<rant>
I don't know how many people we have on the board who have studied Latin or (Ancient) Greek, and I suspect I'm probably the only person who's a Classics major (I think RedKing's done archaeology IIRC, though).
I'm proficient in reading Latin, have done some Greek in the past, and am now learning Sanskrit (I'm just now getting to the hard part...). Those are the three major classical Indo-European languages; they're all relatively conservative and have a large literary heritage to their name.
Here's something I didn't know until tonight, though: while Greek and especially Latin have large literary corpuses, Sanskrit's corpus is massive. It's a thousand times bigger than Greek's, at a conservative estimate. And Greek's is pretty large: it would take a very long and bored lifetime to read what Greek's got (I've seen it estimated at 91 million words. For comparison, Marcel Proust's A La Recherche Du Temps Perdu is 1.5 million words). And now imagine a corpus of almost 100 billion words. You couldn't even begin to get into that. Heck, just the Mahabharata is 200,000 verses and would take you almost a decade and a half if you tried to read forty of those a day (which in Sanskrit is harder than it sounds). And then there's everything else: the Vedas, the Upanishads, the plays of Kalidasa, the Ramayana (a quarter of the length of the Mahabharata, and still as long as twice the length of the Iliad and the Odyssey put together, just to give everyone a sense of scale), the Pañcatantra, even the Kāmasutra for the salacious...And that's just the major stuff! There's philosophy, there's mathematics, there's poetry...you could probably be the most well-read (if not widely-read) person in the world without ever leaving what's been written in Sanskrit.

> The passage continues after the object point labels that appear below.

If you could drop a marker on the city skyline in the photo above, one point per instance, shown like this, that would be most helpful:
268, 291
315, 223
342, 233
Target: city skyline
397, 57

But here's the problem...outside of India (and even in India the scholarship tends to be religious and quite biased), almost nobody reads this stuff. The Mahabharata is the primal, cultural epic poem for as many people on this planet as the Odyssey is. There's been one translation into English made, and nobody is publishing it on dead leaves. Almost nobody wants to study Sanskrit in the first place, and half the people that do are New Agey bobos trying to get in touch with the Wisdom of the Mystic Orient. Heck, the guy who wrote the textbook I use- this is one used at Ivy Leagues!- is an associate professor at the "Maharishi School of Management" in Fairfield, Iowa. There's been one attempt to publish a line of facing-page translations of Sanskrit literature, the Clay Sanskrit Library (similar to the Loeb Library if that rings a bell). They published half the Mahabharata and a few plays before having to fold from bankruptcy. And it's nigh-impossible to get even original Sanskrit editions sans translation in the West.
I kind of wonder if part of it is the fact that nobody does this for fun anymore. I mean, the British did a lot of damage when they took over India, lots and lots of atrocities...but they also preserved and analyzed a lot of the cultural heritage. If you were an Englishman of a certain station in the Victorian era, you knew Greek and Latin, you knew your Plato and your Virgil and your Cicero. That was just a given. You might be given to study and translate Sanskrit in your spare time, especially if you were stationed in India. I mean, I'm not saying that all of them did that or even many of them, but philology and autodidacticism were highly respected. And there just isn't anything like that anymore. If you're moneyed and ambitious and intelligent you go work on Wall Street, and leave Sanskrit to a few impoverished professors and their overworked grad students. I mean, sure, Sanskrit literature isn't the most useful thing in the world, but doesn't that make it more beautiful even so?
It's also, I think, a searing indictment of the idea that academia, especially the humanities, has run out of things to talk about and is now just a bunch of stuffed shirts engaging in mental masturbation. It has work to do and lots of work to do. But it's stuck producing its twentieth English major looking at Hamlet through the postmodernist lens du jour.